Ta strona została uwierzytelniona.

Łucja długo nie pokazywała mi maszynopisu Niespokojnych, twierdząc, że to książka młodzieńcza i nieskończona. Rzeczywiście młodzieńcza, ale stanowiąca zarazem niezwykłe świadectwo przepoczwarzania się pisarza w postać dojrzałą.
Bardzo chciałam Niespokojnych wydać w Polsce. Łucja zgodziła się niechętnie, po długich namowach. Chciała jednak wprowadzić poprawki, które Lipski rzekomo jej kiedyś podyktował. Gdy któraś już z rzędu zmiana miała dotyczyć usunięcia wulgaryzmu, nabrałam podejrzeń, że chodzi raczej o jej gust i własne porachunki z tym tekstem. Ślady braku zrozumienia zostawiła też w korespondencji: w jednym z listów pisanych do Lipskiego z Paryża donosiła, że właśnie skończyła robić dla Giedroycia korektę Piotrusia i przy tej okazji ze sceny w sławojce usunęła słowa „wypróżniłem się”, bo przecież wszyscy wiedzą, co się robi w klozecie. Ma nadzieję, że Leo się nie pogniewa[1]. Reakcji autora nie znamy, w każdym razie inkryminowane słowa widnieją w opublikowanym tekście. Miałam w pamięci słowa samego Lipskiego z listu do przyjaciela-wydawcy:

Nie wiem, czy Pan będzie mógł umieścić ten fragment z powodu pewnych brzydkich słów.
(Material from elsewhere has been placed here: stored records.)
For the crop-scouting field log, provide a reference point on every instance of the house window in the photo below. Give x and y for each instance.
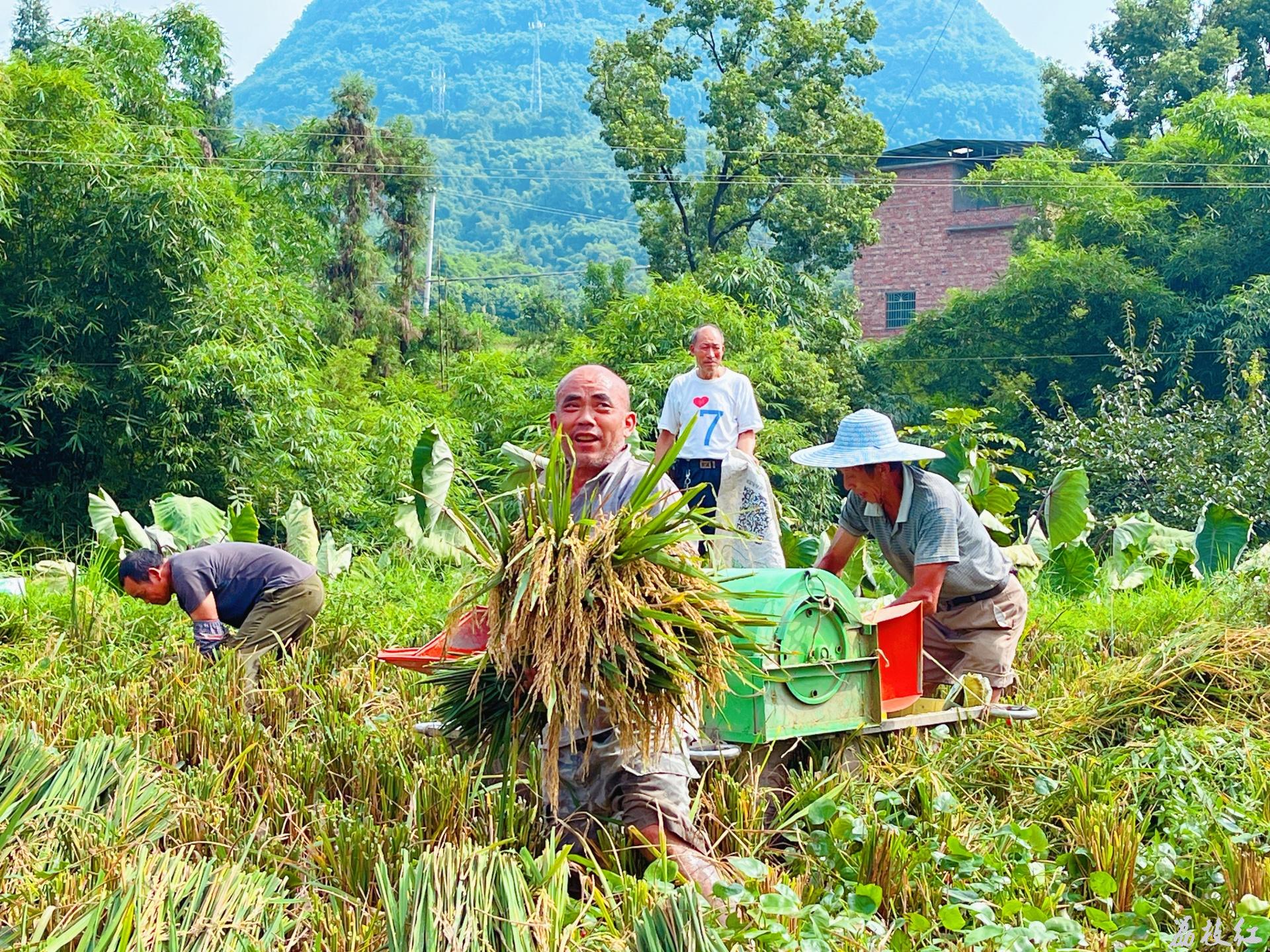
(901, 307)
(964, 200)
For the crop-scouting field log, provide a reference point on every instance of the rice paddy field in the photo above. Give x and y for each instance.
(143, 808)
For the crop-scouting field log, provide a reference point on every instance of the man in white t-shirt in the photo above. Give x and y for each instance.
(727, 415)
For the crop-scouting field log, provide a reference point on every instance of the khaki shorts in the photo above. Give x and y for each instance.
(606, 785)
(981, 637)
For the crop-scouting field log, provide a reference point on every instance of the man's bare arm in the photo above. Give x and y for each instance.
(840, 551)
(665, 441)
(927, 582)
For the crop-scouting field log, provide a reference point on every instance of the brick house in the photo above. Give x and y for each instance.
(934, 234)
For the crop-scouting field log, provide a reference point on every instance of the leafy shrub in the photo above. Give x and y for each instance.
(1167, 454)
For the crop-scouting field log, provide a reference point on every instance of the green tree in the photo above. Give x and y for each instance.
(644, 339)
(1154, 56)
(32, 28)
(143, 346)
(194, 63)
(407, 183)
(784, 131)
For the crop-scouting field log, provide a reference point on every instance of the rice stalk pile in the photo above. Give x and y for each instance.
(600, 617)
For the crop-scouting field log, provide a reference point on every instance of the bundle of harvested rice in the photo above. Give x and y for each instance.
(613, 615)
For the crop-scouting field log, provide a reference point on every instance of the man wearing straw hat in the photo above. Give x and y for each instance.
(973, 606)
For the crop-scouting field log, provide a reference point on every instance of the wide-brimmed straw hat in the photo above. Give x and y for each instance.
(864, 437)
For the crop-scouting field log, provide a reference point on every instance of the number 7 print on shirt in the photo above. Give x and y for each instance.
(715, 415)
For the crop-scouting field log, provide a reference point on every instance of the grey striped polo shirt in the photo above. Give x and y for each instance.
(935, 524)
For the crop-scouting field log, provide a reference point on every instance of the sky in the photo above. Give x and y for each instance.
(1058, 31)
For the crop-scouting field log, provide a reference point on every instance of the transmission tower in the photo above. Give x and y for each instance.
(439, 89)
(536, 95)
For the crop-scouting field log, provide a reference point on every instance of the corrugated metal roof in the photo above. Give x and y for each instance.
(941, 150)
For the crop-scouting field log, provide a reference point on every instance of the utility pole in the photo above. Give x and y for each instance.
(427, 267)
(536, 95)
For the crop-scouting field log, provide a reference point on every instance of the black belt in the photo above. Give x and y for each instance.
(980, 597)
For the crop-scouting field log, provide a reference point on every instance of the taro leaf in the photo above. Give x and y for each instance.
(1064, 507)
(867, 899)
(822, 810)
(1038, 541)
(526, 466)
(190, 520)
(955, 460)
(778, 904)
(102, 513)
(857, 573)
(332, 561)
(447, 539)
(1072, 569)
(1000, 499)
(302, 531)
(800, 549)
(980, 936)
(1132, 534)
(134, 534)
(1221, 537)
(952, 918)
(1126, 573)
(244, 526)
(1103, 885)
(748, 867)
(432, 469)
(161, 539)
(1021, 556)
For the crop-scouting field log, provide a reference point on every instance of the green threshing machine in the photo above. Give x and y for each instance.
(826, 668)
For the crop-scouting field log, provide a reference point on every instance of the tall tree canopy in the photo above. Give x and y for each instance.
(1175, 234)
(1154, 56)
(32, 28)
(784, 131)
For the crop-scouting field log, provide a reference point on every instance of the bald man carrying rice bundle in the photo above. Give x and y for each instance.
(600, 772)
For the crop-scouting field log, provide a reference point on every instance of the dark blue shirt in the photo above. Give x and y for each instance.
(237, 574)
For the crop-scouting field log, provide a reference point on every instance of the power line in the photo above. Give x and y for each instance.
(588, 216)
(1028, 357)
(480, 278)
(922, 71)
(171, 164)
(759, 153)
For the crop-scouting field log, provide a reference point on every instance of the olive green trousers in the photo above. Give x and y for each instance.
(276, 623)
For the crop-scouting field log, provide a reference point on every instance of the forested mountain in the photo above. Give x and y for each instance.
(465, 74)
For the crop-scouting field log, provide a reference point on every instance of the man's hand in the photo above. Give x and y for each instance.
(665, 441)
(836, 559)
(208, 635)
(927, 583)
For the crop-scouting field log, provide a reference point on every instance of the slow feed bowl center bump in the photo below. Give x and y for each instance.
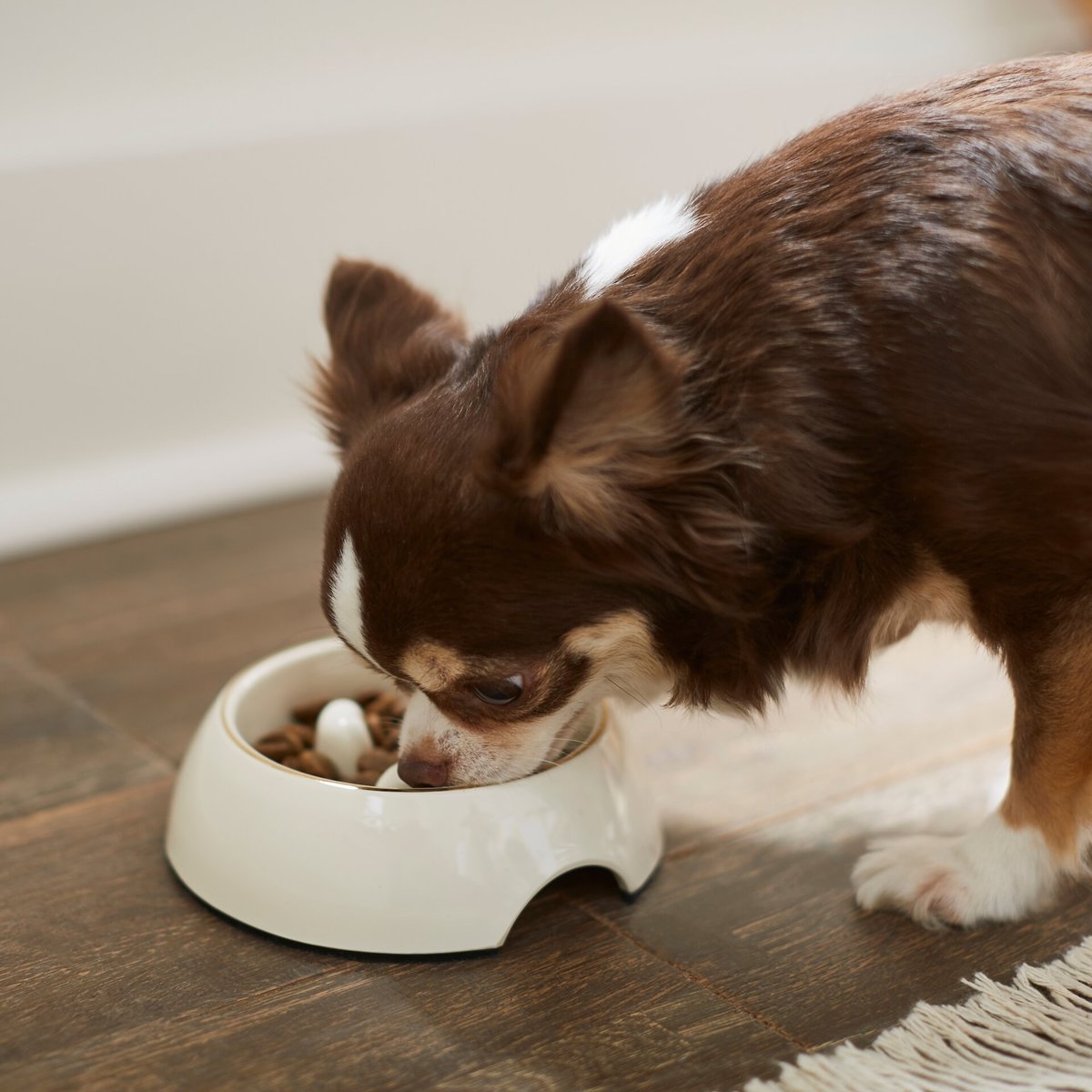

Ale co znaczą nieprzyzwoite słowa wobec nieprzyzwoitości wydarzeń[2].

W obronie jakiejś kolejnej „kurwy” czy „dupy” niezbyt dyplomatycznie wytknęłam Łucji pruderię. Obraziła się, ale po jakimś czasie współpraca została podjęta, wulgaryzmy uratowane, a poprawki ograniczyły się do interpunkcji.
Powieść Niespokojni w całości ukazała się dopiero po śmierci autora, w 1998 roku, w tym samym, zaprzyjaźnionym ze mną, wydawnictwie co wcześniej Piotruś.

* * *

Co mogło być ratunkiem dla pozbawionego rodziny, majątku i jakichkolwiek źródeł utrzymania kaleki w biednym, ledwie co utworzonym państwie, w którym system opieki społecznej dopiero się rozwija, a kolejka do niego jest długa? Jedyne, co w takich warunkach pozwala przeżyć, to przyjaciele oraz urok osobisty umożliwiający ich zdobycie. Lipski ów urok posiadał i wiedział o tym. W jego notatkach znalazł się zapisek:

[...] sam miałem, nie powiem, że wyznawców, ale coś w rodzaju czcicieli. Gdy miałem 14 lat i byłem straszliwie uroczy [...], nie bardzo zdawałem sobie sprawę z tego. Ale później, po maturze, czułem, jak ślizga się po mnie światło. Nie potrafię
  1. Listy Łucji Gliksman z 1960 roku.
  2. List Leo Lipskiego do Michała Chmielowca z 1946 roku (Archiwum Emigracji).